US industry leaders have welcomed a first-of-its-kind partnership between the Food and Drug Administration (FDA) and the National Institutes of Health (NIH) aimed at speeding public access to innovative new medicines.

The agencies will work together to develop and implement new tools for regulatory science which, they acknowledge, has fallen far behind developments in translational science.

“We have allowed the arm of regulatory science to become weak and underdeveloped,” FDA Commissioner Margaret Hamburg told a briefing to launch the partnership – and, if this is not corrected, “instead of pulling us into an exalted future. we will row in circle,” she warned.

The initiative, the brainchild of Dr Hamburg and NIH director Francis Collins, will set up a new Joint NIH-FDA Leadership Council which they will co-chair. The Council will spearhead collaborative work on important public health issues and work to help ensure that regulatory considerations form an integral component of biomedical research planning, and that the latest science is integrated into the regulatory review process.

In addition, grants totaling $6.75 million will be made available over three years for projects aimed at improving regulatory science, and the two agencies will hold a public meeting in the spring to solicit ideas on how they can work better together.

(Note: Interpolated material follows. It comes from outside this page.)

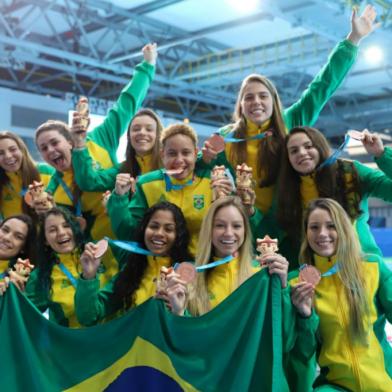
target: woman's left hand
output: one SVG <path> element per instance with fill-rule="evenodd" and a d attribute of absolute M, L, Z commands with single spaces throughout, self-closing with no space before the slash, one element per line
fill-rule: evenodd
<path fill-rule="evenodd" d="M 282 288 L 287 287 L 287 272 L 289 270 L 289 262 L 285 257 L 278 253 L 265 255 L 261 257 L 261 262 L 267 265 L 270 275 L 276 274 L 282 282 Z"/>
<path fill-rule="evenodd" d="M 363 130 L 362 135 L 362 144 L 365 147 L 367 153 L 373 155 L 376 158 L 380 158 L 380 156 L 384 153 L 384 144 L 380 135 L 377 135 L 376 133 L 370 133 L 367 129 Z"/>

Dr Collins told the briefing that while the NIH and the FDA have been partners in many initiatives for more than two decades, this collaboration is the first of its kind and “will use the NIH’s breadth of experience as a leader in biomedical sciences to help make the translation of biomedical discoveries into effective treatments as seamless as possible.”

The FDS is “the bridge between biomedical research discoveries and new medical products,” and it now has “a special opportunity - and responsibility - to harness advances in science and technology to support our efforts,” added Dr Hamburg. “We are working in collaboration with the best minds and research institutions available, so that we can better develop and utilize new tools, standards and approaches needed to properly assess the safety, effectiveness and quality of products currently in development or already on the market,” she said.

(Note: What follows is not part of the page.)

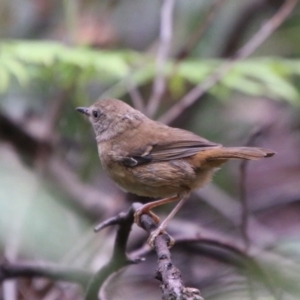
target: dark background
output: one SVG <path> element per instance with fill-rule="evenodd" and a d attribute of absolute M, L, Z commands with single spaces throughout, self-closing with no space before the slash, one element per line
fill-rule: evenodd
<path fill-rule="evenodd" d="M 152 117 L 166 121 L 173 105 L 287 2 L 175 1 L 168 60 L 161 64 L 165 88 Z M 122 192 L 102 171 L 92 129 L 75 107 L 115 97 L 147 113 L 158 77 L 162 3 L 0 2 L 2 260 L 96 271 L 110 258 L 115 228 L 95 235 L 93 226 L 147 200 Z M 297 4 L 221 83 L 167 120 L 224 145 L 277 152 L 247 164 L 244 173 L 240 162 L 226 164 L 169 224 L 178 240 L 173 262 L 206 300 L 300 297 L 299 53 Z M 157 212 L 163 218 L 171 208 Z M 146 238 L 134 226 L 128 251 Z M 159 299 L 155 269 L 151 252 L 108 282 L 107 299 Z M 83 294 L 79 285 L 46 278 L 0 287 L 4 300 Z"/>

The Pharmaceutical Research and Manufacturers of America (PhRMA) said it was “heartened” by the new partnership and applauded its goal of “bringing needed medicines to market more quickly, while ensuring that sound science remains at the forefront of innovative drug development and regulation,” while Health and Human Services (HHS) Secretary Kathleen Sebelius added: “we know we can deliver new treatments faster and safer if these agencies strengthen their partnership.”

“Communicating throughout the process will help researchers navigate the regulatory process and give regulators the scientific tools they need to quickly assess a treatment’s risks and benefits. For Americans, this is going to mean that new treatments are available safer and sooner,” the HHS Secretary said.

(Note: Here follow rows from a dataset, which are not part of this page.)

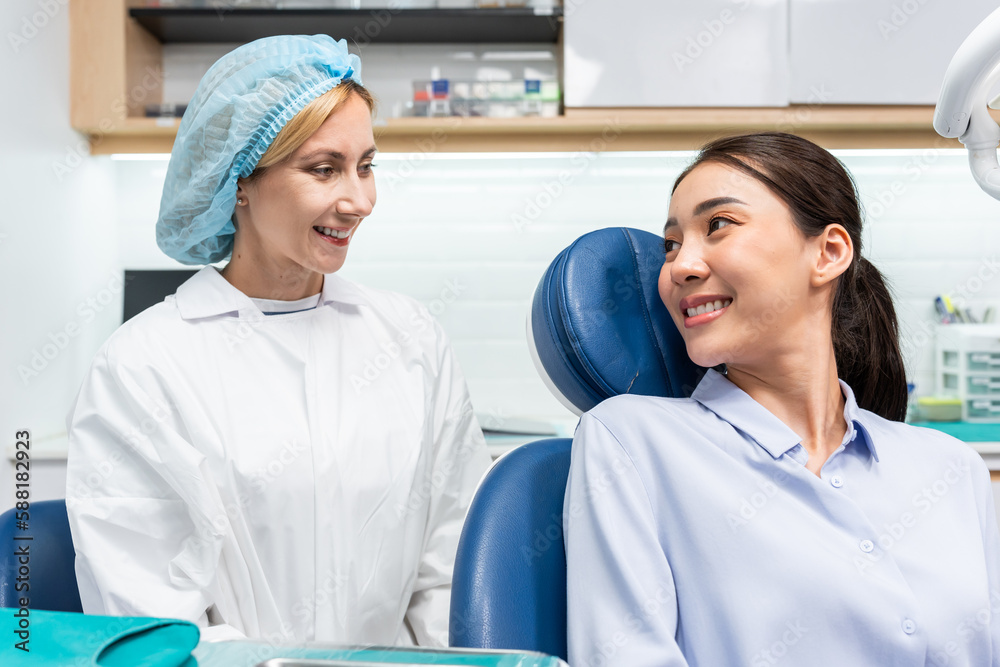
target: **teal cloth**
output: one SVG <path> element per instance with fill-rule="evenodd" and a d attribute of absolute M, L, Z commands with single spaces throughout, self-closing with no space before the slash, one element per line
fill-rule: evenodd
<path fill-rule="evenodd" d="M 170 618 L 28 611 L 28 651 L 16 644 L 18 609 L 2 608 L 0 665 L 34 667 L 197 667 L 198 626 Z"/>
<path fill-rule="evenodd" d="M 130 616 L 88 616 L 30 610 L 28 652 L 16 648 L 17 609 L 0 608 L 2 667 L 254 667 L 271 658 L 313 658 L 366 664 L 566 667 L 541 653 L 462 649 L 272 646 L 258 641 L 198 643 L 188 621 Z"/>
<path fill-rule="evenodd" d="M 478 667 L 566 667 L 559 658 L 541 653 L 474 649 L 345 648 L 316 644 L 274 647 L 264 642 L 204 642 L 194 651 L 197 667 L 253 667 L 271 658 L 312 658 L 364 664 L 473 665 Z M 187 667 L 187 666 L 185 666 Z"/>
<path fill-rule="evenodd" d="M 933 428 L 963 442 L 1000 442 L 1000 424 L 977 422 L 913 422 Z"/>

US, EU plan to speed orphan drugs

Meantime, the FDA and the European Medicines Agency (EMA) say they have agreed to accept the submission of a single annual report from sponsors of drugs and biologics which have been designated as orphan products by both the US and the European Union (EU).

Streamlining the process in this way will help regulators better identify and share information through the development of such products, and for sponsors it will reduce the duplication involved in reporting to two separate regulatory agencies, they say. However, the regulators emphasise that use of the new single annual report submission will be voluntary.